Уйти бы поскорее… дел по горло.
Скрипач однако смягчился. Он, видимо, махнул рукой на вечер внизу, в зале.
– Арон, вы думаете, что эта власть – такая цацка? Пускай возьмет. Он ей не обрадуется, уверяю вас.
Он еще раз изумил своего гостя, когда тот сообщил, что Троцкий вроде бы сам согласился на арест и уже находится в «Крестах». Щеки скрипача раздвинулись в усмешке, глазки превратились в щелки:
– Арон, вы стали что-то много думать. Слишком много. Что с вами? Зачем это вам? Поверьте, мне не хотелось бы… ну, расста-ваться с вами. Такой прекрасный молодой человек! И – вдруг!.. Чего вы испугались с этим Троцким? Да ничего ему не сделается, уверяю вас. Пускай немного посидит. Ему это полезно. Тюрьма полезна всем.
Нет, Симанович окончательно потерял надежду улавливать и предугадывать ход комбинаций своего хозяина.
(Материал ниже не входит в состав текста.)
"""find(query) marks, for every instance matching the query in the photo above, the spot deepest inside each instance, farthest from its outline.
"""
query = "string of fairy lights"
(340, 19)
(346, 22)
Ему оставалось, как и прежде, слушать, запоминать и скрупулезно исполнять.
Хозяин снисходительно кивнул, услышав о стараниях Некрасова и Терещенко. Об уехавшем после Палеологе отозвался так: «Ох уж мне эти одесские маркизы!» Поморщился, узнав о болтовне под следствием Козловского, Суменсон и генерала Белецкого, одного из руководителей царской охранки, отозвался циничней-шим ругательством:
– Можно подумать, что их кто-то тянет за язык. На что надеются? Глупцы. Но мы с вами все же должны помочь следст вию. Как? Да очень просто. Отдайте-ка им этого подлеца Сико. Хватит с него, попрыгал. Помните Мясоедова? Еще не забыли? Пускай теперь Сико поводит их за нос.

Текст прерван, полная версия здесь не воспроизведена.